Good or bad Loans?

Leo Liu
Nov 1, 2018
4 min read

Updated: Dec 11, 2018

Background

Nowadays, loan plays an important role in generating revenues for the banking industry. Many financial institution tend to attract their clients to apply for their loan products. However, some clients cannot meet their obligations of paying on time after their loan fund is issued. It is critical for financial institutions to detect those risky clients and enhance their policies against potential losses.

Although financial institutions have a variety of financial information about the clients, such as employment, annual income, homeownership, credit scores, it seems that there is not a cost wise way of client screening. The tradeoff here is if the rule is too strict many good clients will be turned down and the profit from them will be lost; otherwise, there might be great potential loss from default cases. Then, it motivates me to build up a machine learning model which helps financial institutions or individual to screen their clients strategically.

Data Source

The dataset I used for my analysis is Kaggle’s Lending Club Loan Data, which records loan data of loan issued through 2007-2015. It has 75 variables and around 890 thousand observations.

Lending Club is a peer-to-peer lending company that matches borrowers with investors through an online platform. It services people that need personal loans between $1,000 and $40,000. Borrowers receive the full amount of the issued loan minus the origination fee, which is paid to the company. Investors purchase notes backed by the personal loans and pay Lending Club a service fee. The company shares data about all loans issued through its platform during certain time periods.

Target Labeling and Feature Selection

I choose the variable “loan_status” as my dependent variable(target) and another 30 features about the client’s employment, annual income, homeownership, credit score level, number of financial inquiries over the last 6 months, collections among accounts other than Lending Club and the loan’s amount and term. This information had been collected before the application got approved.

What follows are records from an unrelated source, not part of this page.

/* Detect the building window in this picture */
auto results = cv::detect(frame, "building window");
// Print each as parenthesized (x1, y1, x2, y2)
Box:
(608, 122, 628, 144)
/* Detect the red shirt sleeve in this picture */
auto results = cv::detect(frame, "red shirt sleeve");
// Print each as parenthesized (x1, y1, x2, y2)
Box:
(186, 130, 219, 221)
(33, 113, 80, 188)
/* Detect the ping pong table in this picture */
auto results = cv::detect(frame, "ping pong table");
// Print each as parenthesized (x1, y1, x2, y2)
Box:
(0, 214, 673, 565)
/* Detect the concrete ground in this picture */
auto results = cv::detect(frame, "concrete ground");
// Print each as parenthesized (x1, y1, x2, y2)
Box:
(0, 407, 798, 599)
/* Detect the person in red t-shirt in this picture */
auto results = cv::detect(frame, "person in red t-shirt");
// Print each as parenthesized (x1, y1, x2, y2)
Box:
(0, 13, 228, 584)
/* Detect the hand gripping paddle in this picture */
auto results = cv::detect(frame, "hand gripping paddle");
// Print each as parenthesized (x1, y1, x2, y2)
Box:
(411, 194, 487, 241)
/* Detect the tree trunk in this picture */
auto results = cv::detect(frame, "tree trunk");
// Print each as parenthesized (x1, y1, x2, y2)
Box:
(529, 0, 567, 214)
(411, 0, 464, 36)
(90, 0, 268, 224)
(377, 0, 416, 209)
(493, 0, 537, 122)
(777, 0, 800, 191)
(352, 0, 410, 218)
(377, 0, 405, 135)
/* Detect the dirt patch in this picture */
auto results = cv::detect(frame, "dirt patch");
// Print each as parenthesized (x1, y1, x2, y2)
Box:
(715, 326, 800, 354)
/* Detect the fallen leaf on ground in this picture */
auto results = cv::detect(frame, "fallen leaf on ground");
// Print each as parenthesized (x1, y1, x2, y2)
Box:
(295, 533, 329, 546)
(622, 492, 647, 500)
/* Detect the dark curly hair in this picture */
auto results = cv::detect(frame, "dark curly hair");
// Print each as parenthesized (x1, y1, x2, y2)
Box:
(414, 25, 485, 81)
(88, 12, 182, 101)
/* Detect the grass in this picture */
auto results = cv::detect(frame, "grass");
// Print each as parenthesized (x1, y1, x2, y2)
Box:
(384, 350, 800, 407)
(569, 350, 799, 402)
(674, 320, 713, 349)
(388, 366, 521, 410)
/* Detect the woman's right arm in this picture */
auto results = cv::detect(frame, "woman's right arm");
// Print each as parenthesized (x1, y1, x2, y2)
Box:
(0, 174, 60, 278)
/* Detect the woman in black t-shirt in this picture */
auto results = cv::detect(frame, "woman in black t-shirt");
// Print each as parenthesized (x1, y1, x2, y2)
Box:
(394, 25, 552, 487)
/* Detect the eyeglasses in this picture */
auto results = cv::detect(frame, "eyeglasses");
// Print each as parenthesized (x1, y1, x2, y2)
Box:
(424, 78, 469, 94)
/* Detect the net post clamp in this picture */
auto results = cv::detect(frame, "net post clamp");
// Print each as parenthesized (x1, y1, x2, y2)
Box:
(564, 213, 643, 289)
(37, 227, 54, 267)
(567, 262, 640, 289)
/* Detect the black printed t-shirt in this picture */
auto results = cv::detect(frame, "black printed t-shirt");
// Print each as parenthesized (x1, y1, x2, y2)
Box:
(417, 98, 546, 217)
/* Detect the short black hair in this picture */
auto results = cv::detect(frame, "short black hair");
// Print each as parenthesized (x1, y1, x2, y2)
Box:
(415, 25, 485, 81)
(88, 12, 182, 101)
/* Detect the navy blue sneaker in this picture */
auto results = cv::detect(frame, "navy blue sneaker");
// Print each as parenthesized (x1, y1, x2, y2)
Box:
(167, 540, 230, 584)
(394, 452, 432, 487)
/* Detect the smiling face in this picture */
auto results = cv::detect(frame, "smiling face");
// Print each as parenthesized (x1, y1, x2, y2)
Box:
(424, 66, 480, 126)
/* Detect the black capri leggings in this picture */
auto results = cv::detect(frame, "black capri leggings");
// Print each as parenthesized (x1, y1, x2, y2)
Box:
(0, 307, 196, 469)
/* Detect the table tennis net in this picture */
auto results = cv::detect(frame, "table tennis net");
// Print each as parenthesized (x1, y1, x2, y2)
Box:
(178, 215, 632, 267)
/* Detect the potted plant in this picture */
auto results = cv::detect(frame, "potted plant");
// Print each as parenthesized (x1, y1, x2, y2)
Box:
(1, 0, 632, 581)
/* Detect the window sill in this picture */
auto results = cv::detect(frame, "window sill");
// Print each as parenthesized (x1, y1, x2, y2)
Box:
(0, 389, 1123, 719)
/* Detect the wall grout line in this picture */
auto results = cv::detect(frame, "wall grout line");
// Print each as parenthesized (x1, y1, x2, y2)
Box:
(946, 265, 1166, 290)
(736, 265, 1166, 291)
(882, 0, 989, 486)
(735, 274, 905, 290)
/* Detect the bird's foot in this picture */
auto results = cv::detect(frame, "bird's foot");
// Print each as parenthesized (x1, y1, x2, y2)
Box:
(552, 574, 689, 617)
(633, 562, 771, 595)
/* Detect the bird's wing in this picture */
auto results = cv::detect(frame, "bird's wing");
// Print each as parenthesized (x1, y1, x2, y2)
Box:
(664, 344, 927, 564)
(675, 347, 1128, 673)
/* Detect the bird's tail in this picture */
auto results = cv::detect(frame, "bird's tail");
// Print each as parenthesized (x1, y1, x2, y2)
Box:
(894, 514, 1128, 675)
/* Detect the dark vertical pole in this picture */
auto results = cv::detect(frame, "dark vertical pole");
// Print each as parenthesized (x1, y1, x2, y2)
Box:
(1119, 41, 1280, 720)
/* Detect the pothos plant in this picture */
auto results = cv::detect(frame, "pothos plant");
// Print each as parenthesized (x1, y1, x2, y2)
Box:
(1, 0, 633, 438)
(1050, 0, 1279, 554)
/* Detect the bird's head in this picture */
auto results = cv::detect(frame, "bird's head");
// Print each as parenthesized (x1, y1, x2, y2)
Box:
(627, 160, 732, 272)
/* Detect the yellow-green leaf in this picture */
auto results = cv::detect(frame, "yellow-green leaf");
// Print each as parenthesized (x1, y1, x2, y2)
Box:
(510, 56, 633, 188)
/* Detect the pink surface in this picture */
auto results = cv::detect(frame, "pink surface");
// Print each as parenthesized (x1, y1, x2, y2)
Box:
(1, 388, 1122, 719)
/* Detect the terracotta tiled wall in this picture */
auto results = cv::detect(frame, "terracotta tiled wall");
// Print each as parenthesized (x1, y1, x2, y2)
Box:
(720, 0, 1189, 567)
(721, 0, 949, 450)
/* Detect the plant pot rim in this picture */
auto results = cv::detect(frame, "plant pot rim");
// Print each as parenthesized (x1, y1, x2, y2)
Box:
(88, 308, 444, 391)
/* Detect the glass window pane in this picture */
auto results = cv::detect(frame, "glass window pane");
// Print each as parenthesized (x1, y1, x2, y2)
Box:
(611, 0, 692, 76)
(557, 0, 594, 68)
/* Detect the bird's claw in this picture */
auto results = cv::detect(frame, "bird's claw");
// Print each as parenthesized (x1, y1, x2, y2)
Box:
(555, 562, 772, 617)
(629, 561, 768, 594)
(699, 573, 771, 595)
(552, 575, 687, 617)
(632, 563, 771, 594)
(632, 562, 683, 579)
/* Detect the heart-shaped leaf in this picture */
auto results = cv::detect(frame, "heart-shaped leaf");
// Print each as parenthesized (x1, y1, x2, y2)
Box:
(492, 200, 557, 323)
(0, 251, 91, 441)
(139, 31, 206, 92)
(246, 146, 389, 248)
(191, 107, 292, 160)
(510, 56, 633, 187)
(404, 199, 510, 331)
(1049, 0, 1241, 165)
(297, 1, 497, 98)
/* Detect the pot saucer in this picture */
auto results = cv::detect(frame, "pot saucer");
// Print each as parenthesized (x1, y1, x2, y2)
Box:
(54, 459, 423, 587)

Out of the 890,000 cases, there are around 700,000 with a loan status of “Current” or “Issued”, which has not been payed off yet or has not triggered a late event yet. I took these 700,000 cases out of my scope of analysis because it is hard to determine whether it is a good or bad loan. For the remaining 200,000 cases, I labeled ones with a loan status of “Charged Off”, “Late (1-30 days)”, “Late (31-120 days)”, “Default”, or “In Grace Period” as “bad” loans, and ones which have already been fully paid as "good" loans. Here are the percentages of good and bad loans. (See Figure 1)

Modeling

My model was constructed to predict whether a loan will be good or bad after it gets approved. A sample of 10,000 data points were drawn to build up the model for computational efficiency. I used 70% of data to train my model and tested on the other 30%. F1-score was chosen as the primary metric, and ROC_AUC score the secondary in model selection. In comparison of all classifier, including K Nearest Neighbor, Logistic Regression, Supporting Vector Machine, Decision Trees, Random Forest, Gradient Boosting and Naïve Bayes, Gradient Boosting outperforms others with a higher f1-score 0.51 and slightly better ROC_AUC score 0.79. The normalized confusion matrix and ROC curve are shown below (See Figure 2).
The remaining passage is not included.